HomeArtificial IntelligenceAI Subscription Trap: The Shocking Cost of Building Nothing

AI Subscription Trap: The Shocking Cost of Building Nothing

  • The AI subscription trap leaves developers with dozens of unfinished projects and zero meaningful output to show for it.
  • Falling into the AI subscription trap means more tokens, more distraction, and less time spent on genuinely focused work.
  • AI tools are deliberately engineered to maximise usage — not to help you ship better products or think more clearly.
  • Cal Newport’s pseudo-productivity theory explains why faster tools often make knowledge workers busier but less effective.
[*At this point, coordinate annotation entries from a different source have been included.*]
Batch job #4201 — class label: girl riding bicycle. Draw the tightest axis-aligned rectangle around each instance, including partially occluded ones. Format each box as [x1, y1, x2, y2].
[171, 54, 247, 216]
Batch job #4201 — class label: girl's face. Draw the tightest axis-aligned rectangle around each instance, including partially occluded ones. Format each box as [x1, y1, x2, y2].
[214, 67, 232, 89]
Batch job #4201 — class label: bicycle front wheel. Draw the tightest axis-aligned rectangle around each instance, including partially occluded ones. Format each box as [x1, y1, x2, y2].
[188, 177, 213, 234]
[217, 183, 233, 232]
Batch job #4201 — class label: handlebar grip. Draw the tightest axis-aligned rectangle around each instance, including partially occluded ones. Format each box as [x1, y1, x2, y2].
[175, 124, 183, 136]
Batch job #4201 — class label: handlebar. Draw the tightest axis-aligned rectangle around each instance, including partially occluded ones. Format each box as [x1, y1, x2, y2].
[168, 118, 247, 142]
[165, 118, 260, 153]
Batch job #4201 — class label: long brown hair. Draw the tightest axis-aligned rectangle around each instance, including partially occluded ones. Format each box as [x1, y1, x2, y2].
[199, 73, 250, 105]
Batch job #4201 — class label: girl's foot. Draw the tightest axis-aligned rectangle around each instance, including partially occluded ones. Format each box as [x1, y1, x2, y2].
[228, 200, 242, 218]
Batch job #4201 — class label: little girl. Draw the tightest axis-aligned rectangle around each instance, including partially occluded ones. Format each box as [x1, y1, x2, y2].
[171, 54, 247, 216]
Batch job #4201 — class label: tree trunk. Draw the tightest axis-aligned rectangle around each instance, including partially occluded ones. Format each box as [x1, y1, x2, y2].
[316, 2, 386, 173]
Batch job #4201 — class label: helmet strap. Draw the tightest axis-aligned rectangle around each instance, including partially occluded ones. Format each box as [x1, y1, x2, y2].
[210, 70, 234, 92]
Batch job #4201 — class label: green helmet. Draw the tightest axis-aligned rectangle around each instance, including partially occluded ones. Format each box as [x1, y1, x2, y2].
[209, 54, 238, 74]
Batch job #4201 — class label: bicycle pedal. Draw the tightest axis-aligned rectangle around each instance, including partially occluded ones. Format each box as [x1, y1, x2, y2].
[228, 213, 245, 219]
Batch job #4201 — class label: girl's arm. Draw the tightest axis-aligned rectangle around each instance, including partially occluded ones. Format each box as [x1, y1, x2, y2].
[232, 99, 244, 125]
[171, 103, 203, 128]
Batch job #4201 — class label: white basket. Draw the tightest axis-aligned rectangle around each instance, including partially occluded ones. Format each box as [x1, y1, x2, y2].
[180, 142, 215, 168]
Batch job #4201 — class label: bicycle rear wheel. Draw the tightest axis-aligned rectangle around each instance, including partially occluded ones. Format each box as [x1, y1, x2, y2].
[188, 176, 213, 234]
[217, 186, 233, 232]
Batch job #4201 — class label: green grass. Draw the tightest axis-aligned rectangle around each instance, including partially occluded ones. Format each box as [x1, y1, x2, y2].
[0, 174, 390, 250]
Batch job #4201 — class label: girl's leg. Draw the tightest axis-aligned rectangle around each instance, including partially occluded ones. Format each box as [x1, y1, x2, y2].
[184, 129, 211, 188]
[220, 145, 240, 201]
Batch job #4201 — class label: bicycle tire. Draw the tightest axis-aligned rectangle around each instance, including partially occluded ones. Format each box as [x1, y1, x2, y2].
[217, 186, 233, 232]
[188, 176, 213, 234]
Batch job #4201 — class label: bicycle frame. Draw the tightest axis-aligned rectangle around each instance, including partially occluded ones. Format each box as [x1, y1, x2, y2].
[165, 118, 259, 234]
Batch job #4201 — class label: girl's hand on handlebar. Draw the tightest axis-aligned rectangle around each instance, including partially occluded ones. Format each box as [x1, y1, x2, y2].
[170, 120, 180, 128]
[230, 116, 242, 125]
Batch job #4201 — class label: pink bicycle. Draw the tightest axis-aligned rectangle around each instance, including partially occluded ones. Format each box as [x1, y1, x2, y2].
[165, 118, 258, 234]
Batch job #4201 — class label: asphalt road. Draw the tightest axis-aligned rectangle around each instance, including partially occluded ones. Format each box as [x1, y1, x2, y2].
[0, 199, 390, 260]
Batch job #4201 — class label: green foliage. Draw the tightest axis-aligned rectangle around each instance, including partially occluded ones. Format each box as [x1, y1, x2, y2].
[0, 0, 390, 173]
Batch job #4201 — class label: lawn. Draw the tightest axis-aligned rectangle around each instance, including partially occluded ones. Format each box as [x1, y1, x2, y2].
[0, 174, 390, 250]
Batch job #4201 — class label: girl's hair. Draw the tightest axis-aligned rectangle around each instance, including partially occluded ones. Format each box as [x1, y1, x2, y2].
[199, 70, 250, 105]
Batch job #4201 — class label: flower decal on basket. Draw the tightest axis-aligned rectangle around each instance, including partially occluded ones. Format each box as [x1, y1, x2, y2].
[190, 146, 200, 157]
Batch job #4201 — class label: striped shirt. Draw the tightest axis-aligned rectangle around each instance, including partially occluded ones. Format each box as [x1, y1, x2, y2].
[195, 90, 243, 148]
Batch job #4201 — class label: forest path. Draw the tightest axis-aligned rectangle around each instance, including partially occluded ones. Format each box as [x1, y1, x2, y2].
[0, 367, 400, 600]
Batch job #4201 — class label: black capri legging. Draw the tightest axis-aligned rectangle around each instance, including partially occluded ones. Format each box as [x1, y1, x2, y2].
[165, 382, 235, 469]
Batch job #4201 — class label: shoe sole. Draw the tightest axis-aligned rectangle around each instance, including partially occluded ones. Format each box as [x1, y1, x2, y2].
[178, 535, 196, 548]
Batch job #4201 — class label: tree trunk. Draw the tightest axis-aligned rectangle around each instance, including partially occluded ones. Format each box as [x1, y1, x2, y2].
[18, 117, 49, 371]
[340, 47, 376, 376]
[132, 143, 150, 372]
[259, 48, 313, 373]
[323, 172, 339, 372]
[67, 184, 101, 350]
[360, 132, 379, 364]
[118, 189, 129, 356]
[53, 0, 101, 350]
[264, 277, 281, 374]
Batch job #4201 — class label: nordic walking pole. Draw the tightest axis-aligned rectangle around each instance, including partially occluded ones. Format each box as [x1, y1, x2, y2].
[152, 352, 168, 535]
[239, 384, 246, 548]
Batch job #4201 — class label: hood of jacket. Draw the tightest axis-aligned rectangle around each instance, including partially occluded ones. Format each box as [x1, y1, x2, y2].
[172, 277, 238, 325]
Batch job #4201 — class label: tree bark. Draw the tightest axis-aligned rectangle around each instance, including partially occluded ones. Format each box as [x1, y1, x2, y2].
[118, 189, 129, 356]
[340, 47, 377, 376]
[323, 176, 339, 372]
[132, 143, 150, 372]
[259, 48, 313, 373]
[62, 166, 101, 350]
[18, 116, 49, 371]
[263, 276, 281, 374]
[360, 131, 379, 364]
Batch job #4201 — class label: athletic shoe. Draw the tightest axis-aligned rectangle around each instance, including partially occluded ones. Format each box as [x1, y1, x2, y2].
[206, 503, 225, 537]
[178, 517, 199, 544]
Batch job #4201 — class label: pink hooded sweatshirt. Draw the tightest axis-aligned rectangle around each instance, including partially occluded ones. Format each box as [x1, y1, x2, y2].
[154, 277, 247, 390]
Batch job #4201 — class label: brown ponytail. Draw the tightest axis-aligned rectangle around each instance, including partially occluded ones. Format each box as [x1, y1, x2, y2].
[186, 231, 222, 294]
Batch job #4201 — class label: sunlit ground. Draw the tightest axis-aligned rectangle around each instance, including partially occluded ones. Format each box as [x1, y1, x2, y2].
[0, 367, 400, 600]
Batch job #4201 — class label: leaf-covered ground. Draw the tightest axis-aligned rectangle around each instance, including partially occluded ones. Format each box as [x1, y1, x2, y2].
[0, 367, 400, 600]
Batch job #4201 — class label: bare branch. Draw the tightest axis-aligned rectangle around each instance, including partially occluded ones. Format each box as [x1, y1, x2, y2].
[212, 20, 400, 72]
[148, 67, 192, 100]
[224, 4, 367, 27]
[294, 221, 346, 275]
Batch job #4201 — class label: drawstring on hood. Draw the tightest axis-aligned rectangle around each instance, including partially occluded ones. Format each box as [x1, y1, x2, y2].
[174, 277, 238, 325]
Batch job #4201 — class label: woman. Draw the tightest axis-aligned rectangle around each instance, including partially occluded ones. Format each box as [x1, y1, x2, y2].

The AI Subscription Trap Nobody Wants to Admit

The AI subscription trap has a specific texture to it — and if you’ve been using Claude, ChatGPT, or Codex seriously for any length of time, you probably recognise it. You open a session with a clear, simple goal. Write a quick script for X. An hour later, you’ve got something that isn’t a quick script, your original problem remains unsolved, and somehow you’re now maintaining three new mini-projects you never meant to start. That’s the experience David, a developer writing on his personal blog, described in a post that caught significant traction on Hacker News this week. It’s worth sitting with, because it names something a lot of people in the industry are quietly feeling but haven’t quite articulated.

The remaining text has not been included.